I am trying understand an algorithm used to determine orientations. Knowing a cross product of 2 vectors gives you a third vector which is orthogonal. What does the multiplication of a 3x1 and 1x3 matrix/vector represent? This should form a 3x3 matrix.

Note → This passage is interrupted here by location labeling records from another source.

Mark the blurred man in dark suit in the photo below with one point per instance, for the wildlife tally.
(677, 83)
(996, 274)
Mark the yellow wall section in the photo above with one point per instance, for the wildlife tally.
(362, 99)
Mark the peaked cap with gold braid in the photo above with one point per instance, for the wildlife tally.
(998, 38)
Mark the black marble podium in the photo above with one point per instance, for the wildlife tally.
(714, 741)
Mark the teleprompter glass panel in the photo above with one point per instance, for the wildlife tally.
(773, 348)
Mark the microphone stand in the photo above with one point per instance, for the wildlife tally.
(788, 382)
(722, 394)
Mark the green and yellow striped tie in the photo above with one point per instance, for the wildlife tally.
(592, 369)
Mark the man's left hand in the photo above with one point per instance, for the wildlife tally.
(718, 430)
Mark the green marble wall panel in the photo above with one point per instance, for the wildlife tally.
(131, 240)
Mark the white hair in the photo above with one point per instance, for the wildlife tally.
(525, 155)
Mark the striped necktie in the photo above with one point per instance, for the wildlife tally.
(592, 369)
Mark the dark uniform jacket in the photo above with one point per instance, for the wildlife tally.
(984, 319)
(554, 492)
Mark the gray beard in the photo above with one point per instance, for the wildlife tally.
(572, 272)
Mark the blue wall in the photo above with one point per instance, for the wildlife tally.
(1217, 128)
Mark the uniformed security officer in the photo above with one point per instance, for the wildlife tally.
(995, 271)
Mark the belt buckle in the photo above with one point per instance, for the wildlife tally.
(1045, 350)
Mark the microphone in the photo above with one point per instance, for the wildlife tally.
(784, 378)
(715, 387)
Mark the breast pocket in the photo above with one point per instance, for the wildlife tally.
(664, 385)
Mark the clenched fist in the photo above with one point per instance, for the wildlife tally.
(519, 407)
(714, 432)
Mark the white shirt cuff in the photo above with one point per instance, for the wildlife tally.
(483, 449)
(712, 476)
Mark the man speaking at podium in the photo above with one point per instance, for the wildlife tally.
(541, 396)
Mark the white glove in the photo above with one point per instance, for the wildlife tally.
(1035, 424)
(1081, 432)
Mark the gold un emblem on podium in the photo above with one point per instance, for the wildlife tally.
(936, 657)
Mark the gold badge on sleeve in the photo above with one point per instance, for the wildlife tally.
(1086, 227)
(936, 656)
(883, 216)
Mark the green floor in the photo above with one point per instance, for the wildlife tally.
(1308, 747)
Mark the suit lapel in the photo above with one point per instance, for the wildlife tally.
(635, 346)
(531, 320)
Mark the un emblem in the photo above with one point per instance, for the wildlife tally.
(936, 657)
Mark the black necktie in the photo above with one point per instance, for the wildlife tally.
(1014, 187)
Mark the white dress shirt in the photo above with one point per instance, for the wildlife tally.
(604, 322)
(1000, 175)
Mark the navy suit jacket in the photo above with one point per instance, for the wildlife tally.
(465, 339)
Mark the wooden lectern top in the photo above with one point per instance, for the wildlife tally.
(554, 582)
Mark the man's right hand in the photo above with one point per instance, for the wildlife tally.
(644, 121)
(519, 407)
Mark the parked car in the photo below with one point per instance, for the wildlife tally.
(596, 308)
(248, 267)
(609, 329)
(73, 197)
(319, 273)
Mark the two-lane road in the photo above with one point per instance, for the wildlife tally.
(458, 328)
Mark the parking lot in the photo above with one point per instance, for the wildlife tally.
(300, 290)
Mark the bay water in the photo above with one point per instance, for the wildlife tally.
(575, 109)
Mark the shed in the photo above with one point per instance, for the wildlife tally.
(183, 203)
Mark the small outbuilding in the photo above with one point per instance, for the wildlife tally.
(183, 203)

example equation 4.66 in the following context
(Vkb and Vki are vectors)
On
The matrix formed by the product $\mathbf v\mathbf w^T$ represents a linear transformation that maps the entire space onto the line containing the vector $\mathbf v$. If $\|\mathbf v\|=1$, then $\mathbf v\mathbf v^T$ represents orthogonal projection onto $\mathbf v$ (if $\|\mathbf v\|\ne1$, you can of course get orthogonal projection by dividing by $\|\mathbf v\|^2$).
Yes, you're right with that. Note that for matrix multiplication you always have
$\underbrace{A}_{\in\mathbb{K}^{m\times n}} \cdot \underbrace{B}_{\in\mathbb{K}^{n\times k}} = C\in\mathbb{K}^{m\times k}$.
Your vector-vector multiplication (the vector is in $\mathbb{K}^{3\times 1}$) in the form $vv^T$ where $v=\begin{bmatrix}v_1\\v_2\\v_3\end{bmatrix}$ gives you indeed a matrix:
$\begin{bmatrix}v_1\\v_2\\v_3\end{bmatrix}\cdot\begin{bmatrix}v_1&v_2&v_3\end{bmatrix} = \begin{bmatrix}v_1v_1&v_1v_2&v_1v_3\\v_2v_1&v_2v_2&v_2v_3\\v_3v_1&v_3v_1&v_3v_3\end{bmatrix}$
EDIT: You were asking for a meaning of this, but I've never heard that this construction has a special meaning.